Tomorrow is, thank goodness, the shortest day and the start of the longest night. That’s the good news. The bad news is that it’s officially the start of winter, at least astronomically. For me, winter started at the beginning of October and ends on the last day of February. Autumn for me simply doesn’t exist.

These dark days are depressing, though: literally. Seasonally adjusted disorder, or SAD as we call it, is one of the few (it seems) mental conditions with which I have not been diagnosed but I suspect it is only a matter of time! The long dark nights and the short dark days can really grind you down if you let them, or if you can’t stop letting them grind you down.

It is at times like these when I can see the benefits of hibernating, like my old tortoise used to do, slumbering peacefully for months on end whilst I slogged my way to school on all weathers (this was long before the time when everyone gets a lift to work in their parents’ cars).

The winter solstice is, literally, a light at the end of the tunnel. We may not, at first notice the gradual change to lighter evenings, not least to the idiotic decision to change our clocks every year to ensure our days are as short as possible. We’re usually peering through the gloom by 4.00 pm on a bright day and it’s pitch dark shortly afterwards. If the clocks didn’t change, it would be light to at least 4.30 pm on a good day. Surely that’s better?

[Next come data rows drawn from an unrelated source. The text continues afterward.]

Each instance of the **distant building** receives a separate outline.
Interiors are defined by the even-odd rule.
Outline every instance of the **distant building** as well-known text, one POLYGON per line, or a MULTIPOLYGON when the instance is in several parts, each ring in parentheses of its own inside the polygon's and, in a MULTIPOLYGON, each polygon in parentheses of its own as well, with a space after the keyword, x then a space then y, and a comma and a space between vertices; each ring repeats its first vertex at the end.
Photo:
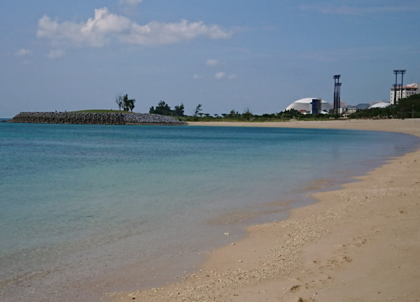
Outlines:
POLYGON ((298 111, 303 113, 306 112, 312 113, 312 100, 313 99, 318 99, 321 100, 321 108, 322 111, 329 112, 331 109, 332 109, 332 106, 331 104, 327 103, 323 101, 322 99, 319 98, 306 98, 301 99, 300 100, 295 101, 291 104, 290 104, 286 108, 286 110, 290 110, 290 109, 295 109, 298 111))
POLYGON ((386 108, 390 106, 391 106, 390 103, 385 103, 385 102, 382 101, 382 102, 377 103, 374 105, 372 105, 370 107, 369 107, 368 109, 373 109, 375 108, 386 108))
POLYGON ((347 115, 347 114, 354 113, 356 111, 357 111, 356 108, 340 108, 338 113, 347 115))
MULTIPOLYGON (((391 103, 394 104, 394 87, 391 89, 391 103)), ((402 87, 402 96, 401 96, 401 88, 397 88, 397 101, 398 99, 404 99, 412 94, 420 94, 420 83, 412 83, 402 87)))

I would go even further and change our clocks in a different way. I’d have summer time in our winter and double summer time in the summer, if you follow my drift. Not to satisfy any EU bureaucrat but to give us longer evenings.

My first move as Britain’s next prime minister will be to introduce these time changes and in the coming weeks I shall unveil the rest of my manifesto to make our country a brighter and less depressed place. I don’t think I have a dream but I have a few policies that make us all feel better, especially in winter.